While the cause of MCD is unknown, overproduction of IL-6 is considered a key mechanism in MCD.(3,7) SYLVANT works by binding to human IL-6, a multifunctional cytokine produced by various cells such as T cells, B cells, monocytes, fibroblasts and endothelial cells.(2,7)
Jane Griffiths, Company Group Chairman of Janssen Europe, the Middle East and Africa (EMEA) said, “Janssen is committed to developing compounds in areas of unmet medical need and our expertise in haematologic malignancies was key to recognising the potential of SYLVANT. As the first company with an approved medicine to treat MCD in Europe, we are very proud to be able to offer an effective treatment option for eligible patients with this rare and challenging disease and further demonstrate our commitment to patients.”
The EC approval was based on the results of the MCD 2001 Pivotal Study and follows the accelerated assessment and recommendation from the Committee for Medicinal Products for Human Use (CHMP) to approve SYLVANT. The US Food and Drug Administration’s approval of SYLVANT™ was announced on 23 April 2014. SYLVANT has been granted orphan drug status for MCD in both the EU and the US.
References
- European Commission. Community register of medicinal products for human use: SYLVANT authorisation. Available at: http://ec.europa.eu/health/documents/community-register/html/h928.htm (accessed 3 June 2014).
- SYLVANT® (siltuximab) Summary of Product Characteristics. 2014.
- American Cancer Society. Castleman disease. Available at: http://www.cancer.org/acs/groups/cid/documents/webcontent/003093-pdf.pdf (accessed 28 February 2014).

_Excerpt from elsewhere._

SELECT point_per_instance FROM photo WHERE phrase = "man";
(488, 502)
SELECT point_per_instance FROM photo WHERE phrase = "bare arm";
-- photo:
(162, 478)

- Van Rhee F, et al. Castleman Disease in the 21st century: an update on diagnosis, assessment, and therapy. Clin Adv Hematol Oncol 2010;8:486–98.
- European Commission. Rare Diseases. Available at: http://ec.europa.eu/health/rare_diseases/policy/index_en.htm (accessed 30 April 2014).
- Robinson D, et al. Clinical epidemiology and treatment patterns of patients with multicentric Castleman’s disease: results from two US treatment centres. Br J Haematol 2014;165:39–48.
- El-Osta HE, Kurzrock R. Castleman’s disease: from basic mechanisms to molecular therapeutics. Oncologist 2011;16:497–511.